Contrastive Diffusion Guidance for Spatial Inverse Problems¶
Conference: ICLR2026
OpenReview: https://openreview.net/forum?id=B4BSxOdKYU
Code: TBD
Area: Diffusion Models / Inverse Problem Solving
Keywords: Inverse Problems, Diffusion Posterior Sampling, Contrastive Learning, Likelihood Proxy, Indoor Layout Reconstruction
TL;DR¶
Addressing "spatial inverse problems" where the forward operator is non-differentiable, non-smooth, and only partially known (a typical scenario being the reconstruction of floor plans from human walking trajectories), CoGuide shifts likelihood-based diffusion guidance from the original pixel space to a smooth embedding space trained via contrastive learning. By using the inner product of embedding vectors as a likelihood proxy to steer denoising, the method stably directs noise towards floor plans consistent with observed trajectories, outperforming six baselines in sparse and medium trajectory scenarios.
Background & Motivation¶
Background: Inverse problems aim to reconstruct an unknown signal \(x\) from indirect, partial, and noisy measurements \(y\), linked by a forward process \(y = A(x, n)\). Recently, diffusion models have emerged as powerful tools by learning a prior \(\nabla_x \log p(x)\) from large-scale data and performing posterior sampling (such as DPS) by decomposing the posterior score into "prior score + likelihood score": \(\nabla_{x_t}\log p_t(x_t\mid y)=\nabla_{x_t}\log p_t(x_t)+\nabla_{x_t}\log p_t(y\mid x_t)\). The community has pushed the handleable forward operators from linear and non-linear to non-differentiable, partially observable, and even blind operators.

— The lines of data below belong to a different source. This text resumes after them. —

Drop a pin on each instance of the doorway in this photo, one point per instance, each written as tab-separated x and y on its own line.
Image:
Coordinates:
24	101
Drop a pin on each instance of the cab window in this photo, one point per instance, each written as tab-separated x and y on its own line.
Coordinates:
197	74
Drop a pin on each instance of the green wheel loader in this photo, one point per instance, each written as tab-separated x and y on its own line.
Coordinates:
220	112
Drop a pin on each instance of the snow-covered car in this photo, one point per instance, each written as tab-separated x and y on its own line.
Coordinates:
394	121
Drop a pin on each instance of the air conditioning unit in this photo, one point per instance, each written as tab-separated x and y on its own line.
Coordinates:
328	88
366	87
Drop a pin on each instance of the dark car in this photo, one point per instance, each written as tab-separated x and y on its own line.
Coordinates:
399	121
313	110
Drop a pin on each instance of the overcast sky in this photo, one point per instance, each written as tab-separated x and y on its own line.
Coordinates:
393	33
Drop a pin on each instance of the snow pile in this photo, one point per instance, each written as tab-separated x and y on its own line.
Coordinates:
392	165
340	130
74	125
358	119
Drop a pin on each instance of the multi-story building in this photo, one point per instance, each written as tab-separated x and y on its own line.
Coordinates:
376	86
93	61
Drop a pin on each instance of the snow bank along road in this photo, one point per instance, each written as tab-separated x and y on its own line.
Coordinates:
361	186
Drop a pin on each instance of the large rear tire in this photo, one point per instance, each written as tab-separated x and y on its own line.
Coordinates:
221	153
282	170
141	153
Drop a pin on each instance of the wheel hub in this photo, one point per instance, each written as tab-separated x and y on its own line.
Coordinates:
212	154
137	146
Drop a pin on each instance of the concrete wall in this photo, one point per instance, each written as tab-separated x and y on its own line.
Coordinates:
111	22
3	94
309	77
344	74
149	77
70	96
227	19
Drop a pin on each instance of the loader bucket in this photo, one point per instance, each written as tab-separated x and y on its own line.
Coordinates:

Limitations of Prior Work: The authors propose a particularly "hard" forward operator: a path planner. Imagine a user walking at home for several minutes, with a phone recording a sequence of positions \(y\); this trajectory is a function of the floor plan \(x\) (path planning strategies \(A(\cdot)\) in the brain plan routes A→B→C based on the layout). This \(A(\cdot)\) is simultaneously non-linear, non-differentiable, and only partially known. Every step in path planning involves an \(\arg\min\) to select the next pixel, which is inherently non-differentiable. Even with differentiable approximations (Neural A*, TransPath, DiPPeR), the Jacobian \(J_A\) norm is extreme and highly sensitive to inputs—adding a small door to a wall can completely change the planned path.
Key Challenge: Likelihood guidance in DPS depends on \(\nabla_x\|y-A(\hat x_0)\|_2^2=-2 J_A(x)^\top(y-A(\hat x_0))\). When \(\|J_A\|\) is enormous and discontinuous, the score becomes noisy and unstable. Using it to steer the diffusion prior \(s_\theta(x_t, t)\) leads to highly unstable optimization that fails to converge to reasonable floor plans. In other words, the non-smoothness of the forward operator directly pollutes the likelihood score, which is the root cause of failure for likelihood-based guidance in such problems.
Goal: Without explicitly solving the "bad" forward operator, find a likelihood proxy that is both "effective" (a valid approximation of the true likelihood score) and smooth, allowing diffusion posterior sampling to remain stable.
Key Insight: Since \(A(\cdot)\) is non-smooth in pixel space, avoid calculating the likelihood there. Instead, project both the floor plan \(x\) and trajectory \(y\) into a shared embedding space \(E\), where "matching floor plan-trajectory pairs" are pulled together and "mismatched pairs" are pushed apart. This space implicitly learns \(A(\cdot)\) and can be trained to be smooth (Lipschitz, without jumps).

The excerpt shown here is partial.